El primer esbozo comprende el ’formato de herradura’ con la participación de cinco países: Argentina, Bolivia, Brasil, Chile, Paraguay y Uruguay.

La organización ya negocia con Chile, a quien le ofreció tener por primera vez la partida desde la ciudad de Valparaíso.

Argentina, con la asunción de Mauricio Macri, ratificaría su presencia, pero con una menor inversión y participación en el trazado.

Bolivia apuesta a sumar más ciudades al desafío de Uyuni.

Las autoridades de Uruguay y Paraguay estuvieron presentes el sábado en el podio de Rosario para tener una visión global de la organización.
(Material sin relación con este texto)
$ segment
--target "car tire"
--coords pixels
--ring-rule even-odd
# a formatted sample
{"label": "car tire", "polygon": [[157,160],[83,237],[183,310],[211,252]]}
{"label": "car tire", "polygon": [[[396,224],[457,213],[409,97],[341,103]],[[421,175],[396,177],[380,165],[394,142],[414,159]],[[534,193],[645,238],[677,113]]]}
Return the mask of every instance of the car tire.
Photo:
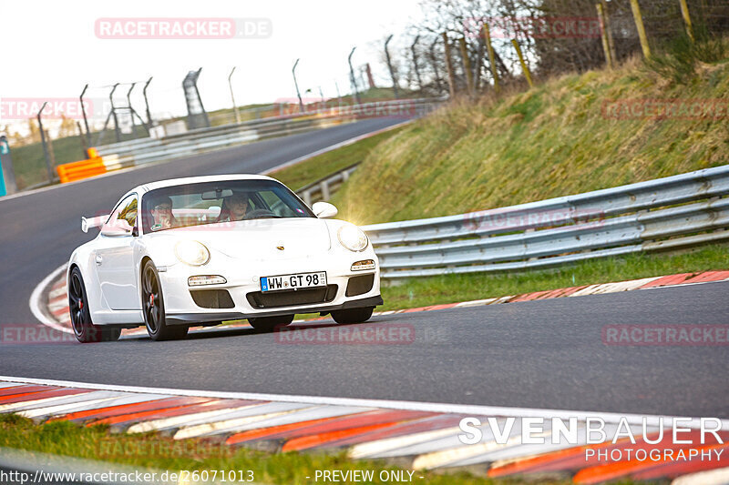
{"label": "car tire", "polygon": [[370,319],[374,310],[375,307],[367,307],[364,308],[333,311],[332,318],[337,323],[363,323]]}
{"label": "car tire", "polygon": [[293,315],[281,317],[256,317],[248,318],[248,323],[256,330],[270,332],[276,327],[285,327],[293,321]]}
{"label": "car tire", "polygon": [[167,325],[165,300],[159,274],[151,261],[148,261],[141,271],[142,313],[144,326],[152,340],[176,340],[184,338],[190,328],[186,325]]}
{"label": "car tire", "polygon": [[77,267],[71,269],[68,281],[68,311],[76,339],[81,343],[118,340],[121,328],[94,325],[88,309],[84,277]]}

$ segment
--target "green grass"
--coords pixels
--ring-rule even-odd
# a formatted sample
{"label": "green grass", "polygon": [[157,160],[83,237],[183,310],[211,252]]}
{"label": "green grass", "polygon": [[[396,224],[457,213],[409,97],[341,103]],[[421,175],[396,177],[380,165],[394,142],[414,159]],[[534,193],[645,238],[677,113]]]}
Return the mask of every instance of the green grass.
{"label": "green grass", "polygon": [[[253,471],[257,483],[313,483],[317,470],[375,470],[375,478],[381,470],[400,470],[383,461],[351,460],[344,452],[272,454],[245,448],[231,449],[214,440],[175,441],[159,434],[112,434],[105,426],[84,428],[67,421],[36,425],[30,419],[7,414],[0,415],[0,447],[101,460],[133,466],[139,470],[250,470]],[[420,476],[424,479],[417,478]],[[523,483],[514,480],[489,480],[463,471],[447,475],[418,471],[413,477],[414,482],[426,485]],[[384,482],[377,479],[372,483]]]}
{"label": "green grass", "polygon": [[298,190],[307,184],[363,161],[377,145],[395,135],[400,129],[402,128],[385,131],[336,150],[323,153],[304,162],[273,172],[271,176],[292,189]]}
{"label": "green grass", "polygon": [[408,278],[382,288],[378,311],[483,299],[560,288],[729,268],[729,247],[706,246],[683,254],[633,254],[581,261],[549,270]]}
{"label": "green grass", "polygon": [[684,84],[633,60],[451,103],[378,145],[332,203],[357,224],[461,214],[726,164],[726,119],[611,119],[603,102],[729,101],[729,63]]}

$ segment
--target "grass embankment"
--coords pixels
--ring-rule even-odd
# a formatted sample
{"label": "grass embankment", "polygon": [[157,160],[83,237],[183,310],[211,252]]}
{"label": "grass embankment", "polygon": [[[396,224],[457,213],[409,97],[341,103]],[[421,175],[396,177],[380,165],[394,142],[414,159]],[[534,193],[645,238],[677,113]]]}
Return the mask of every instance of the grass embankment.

Paraguay tendría, en el boceto inicial, dos etapas en su territorio luego de sus experiencias en el Dakar Series del Desafío Guaraní, mientras que para Uruguay estaría reservada la meta en Punta del Este.

Con la partida del barco esta noche desde el puerto bonaerense de Campana hacia el francés de Le Havre, la legendaria caravana del Dakar le pone punto final a su octavo periplo por Sudamérica, a la que planea regresar en 2017 con nuevos desafíos.